With regards to that last post I posted, how do I keep doing paintings of landscapes when things seem so bleak? I’m not really sure, maybe it’s just a desire to keep going with something positive because life’s too short to be stuck on the negative all the time. Maybe it’s also the need to appreciate the beautiful bits in the stream of being as they go by. If that resonates with people who take my paintings home with them, then maybe that adds some lightness to the world too.

Jun

20

"wrist slittingly depressing"

My wife just showed me this article a few days ago about the rapid and dangerous build up of plastics in the environment.

Every time I read one of these articles about environmental destruction, and I do all the time, I have what I assume is the natural human reaction, which is to get completely depressed about how badly human kind has “bitch-slapped the planet”, and then that feeling gets mingled with a competing sense of admiration for all the scientists and activists who get up everyday and do something about it, knowing full well how hopeless it all seems. They don’t make the headlines too often, but they’re there. And we can help them, even if donating some money is a lame/lazy way to help, because the internet makes it so easy. Sure, there’s guilt involved, but if you’re going to feel guilty anyway, then why not channel some of it into helping people who are working to make a difference?

Here’s the article:
sea of plastic

For daily news about climate change (most of it depressing): www.climateark.org

Maybe that’s the hardest part about this internet age: how does the average person avoid becoming a clinical basket case with the absolute daily flood of news about how greed, corruption, sheer blind stupidity, and the irresistable force of the (justifiable) desire of all human beings to want to have at least a half decent life are leading us to a precipice of environmental destruction that is going to make the 1930’s and 1940’s look like a cake walk? I suppose most first world people deal with it with a healthy dose of denial and forgetfulness. Otherwise, how do you remember to see that world is a constant beautiful shimmering display of the cosmic soul?

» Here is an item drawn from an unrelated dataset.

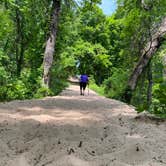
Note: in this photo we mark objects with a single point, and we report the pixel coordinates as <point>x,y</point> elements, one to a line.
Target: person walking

You might remember on a sunny day when you hear a bird in the trees, but then you remember that the populations of many birds are plummeting at a truly alarming rate? That’s a hard one that I’ve been thinking about a lot lately.

Jun

11

Brainmade Handworks at Chez Lucien

It looks like I’ll be able to get some of the pieces from my recent collaborative efforts with my old friend Floyd Elzinga for my showing at Chez Lucien this July. The pieces are very unique and turned out very well. Hopefully I’ll be able to add some of the photos to the aporia web site soon.